According to Souza, if victorious in the final, the team intends to allocate the prize towards creating a fund dedicated to research and training focused on the conservation and restoration of the Amazon rainforest and the Atlantic Forest. “It has been years of hard work by the entire team, and we have come this far because everyone has dedicated themselves and given their best. It will be a significant responsibility to represent Brazil, the Southern Hemisphere, and the scientific community of countries that are often considered secondary players in major scientific advancements,” he emphasizes.

The Team

With the support of the Luiz de Queiroz Agrarian Studies Foundation (Fealq), the Brazilian Team is composed of ecologists, robotic engineers, taxonomists, and other professionals and researchers, primarily from Brazil, but also from countries such as France, Colombia, Spain, Portugal, the United States, and Belgium. They hail from various institutions, including USP, São Paulo State University (Unesp), University of Campinas (Unicamp), Federal University of São Carlos (UFSCar), Rio de Janeiro Botanical Garden, University of Taubaté (Unitau), Pl@ntNet (Cirad, Inria), National Center for Scientific Research (CNRS), École Normale Supérieure (ENS), among others.

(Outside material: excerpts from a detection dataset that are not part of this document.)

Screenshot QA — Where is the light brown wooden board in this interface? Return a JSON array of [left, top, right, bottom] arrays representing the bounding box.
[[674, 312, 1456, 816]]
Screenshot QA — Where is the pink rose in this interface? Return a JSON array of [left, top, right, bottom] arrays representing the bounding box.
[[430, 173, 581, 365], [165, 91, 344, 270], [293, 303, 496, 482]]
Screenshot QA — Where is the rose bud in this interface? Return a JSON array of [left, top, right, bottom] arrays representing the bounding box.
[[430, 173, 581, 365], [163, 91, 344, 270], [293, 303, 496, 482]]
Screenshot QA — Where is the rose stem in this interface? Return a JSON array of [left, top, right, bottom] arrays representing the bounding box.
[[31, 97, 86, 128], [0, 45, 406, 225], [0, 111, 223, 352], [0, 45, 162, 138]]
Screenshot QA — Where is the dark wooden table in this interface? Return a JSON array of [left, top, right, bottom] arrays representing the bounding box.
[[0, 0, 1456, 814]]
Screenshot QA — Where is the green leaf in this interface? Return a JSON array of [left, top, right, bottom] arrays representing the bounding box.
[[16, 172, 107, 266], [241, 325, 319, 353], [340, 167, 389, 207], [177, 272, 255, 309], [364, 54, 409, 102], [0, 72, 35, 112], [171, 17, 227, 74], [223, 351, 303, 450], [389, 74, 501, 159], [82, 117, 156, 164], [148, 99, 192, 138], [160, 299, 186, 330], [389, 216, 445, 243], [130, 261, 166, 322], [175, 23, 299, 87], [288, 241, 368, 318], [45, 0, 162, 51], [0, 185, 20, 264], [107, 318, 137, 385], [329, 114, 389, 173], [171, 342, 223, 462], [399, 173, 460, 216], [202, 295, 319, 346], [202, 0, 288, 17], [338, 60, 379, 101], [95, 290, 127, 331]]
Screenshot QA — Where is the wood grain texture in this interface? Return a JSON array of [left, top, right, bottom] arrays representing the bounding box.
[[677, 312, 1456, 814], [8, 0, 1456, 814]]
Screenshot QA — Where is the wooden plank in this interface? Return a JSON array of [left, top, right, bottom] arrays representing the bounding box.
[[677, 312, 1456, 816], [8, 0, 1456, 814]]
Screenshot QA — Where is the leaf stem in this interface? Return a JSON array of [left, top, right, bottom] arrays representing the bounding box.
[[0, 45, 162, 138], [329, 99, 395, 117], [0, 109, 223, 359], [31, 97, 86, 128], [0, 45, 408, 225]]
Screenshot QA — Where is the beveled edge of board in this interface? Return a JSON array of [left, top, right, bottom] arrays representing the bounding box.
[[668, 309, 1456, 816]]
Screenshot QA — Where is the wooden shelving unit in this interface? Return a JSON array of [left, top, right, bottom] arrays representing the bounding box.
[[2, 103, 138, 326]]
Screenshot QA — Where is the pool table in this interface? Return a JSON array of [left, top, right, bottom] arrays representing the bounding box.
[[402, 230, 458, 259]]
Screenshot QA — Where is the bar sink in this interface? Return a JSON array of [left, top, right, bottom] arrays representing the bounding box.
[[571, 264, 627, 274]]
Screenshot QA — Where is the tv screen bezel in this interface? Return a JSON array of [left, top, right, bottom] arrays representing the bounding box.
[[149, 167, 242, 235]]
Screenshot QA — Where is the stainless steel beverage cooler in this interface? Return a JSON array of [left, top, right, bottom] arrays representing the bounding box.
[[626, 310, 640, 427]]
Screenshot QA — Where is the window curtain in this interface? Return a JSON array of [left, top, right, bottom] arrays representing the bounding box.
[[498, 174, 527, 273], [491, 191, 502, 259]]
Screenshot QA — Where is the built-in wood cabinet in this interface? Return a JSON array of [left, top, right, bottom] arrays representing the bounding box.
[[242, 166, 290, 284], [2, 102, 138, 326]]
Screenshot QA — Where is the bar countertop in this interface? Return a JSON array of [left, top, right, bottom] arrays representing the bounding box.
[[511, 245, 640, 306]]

“I believe that the joint action of so many institutions, both from Brazil and abroad, in a single team, comprised of some of the leading researchers in the biological, exact, and human sciences, aiming to expedite the biodiversity study process, is unprecedented. In itself, this is already an immense victory,” concludes the coordinator of the Brazilian Team.

The Project

The Brazilian Team’s project integrates existing knowledge and tools such as drones, bioacoustic devices, and portable DNA sequencers, utilizing artificial intelligence and other techniques to develop technologies and a protocol that provide speed and replicability to biodiversity studies in tropical forests. The proposal is for these technologies and protocols, based on scientific methodology and enabling comparisons between different environments, to be highly accurate, low-cost, and user-friendly.

According to Souza, “Throughout the development of our strategies, we have noticed impressive advancements in artificial intelligence tools, image recognition, and DNA analysis, which allow anyone to identify plants and animals quickly and accurately.” The challenge today is that despite having good catalogs of our flora and fauna, there is an urgent need to build databases of photographs and DNA information. “We need to generate data about the DNA of plants, take good photographs, and train people capable of ensuring that the identifications in this database are accurate. Only then will all this technology work well.”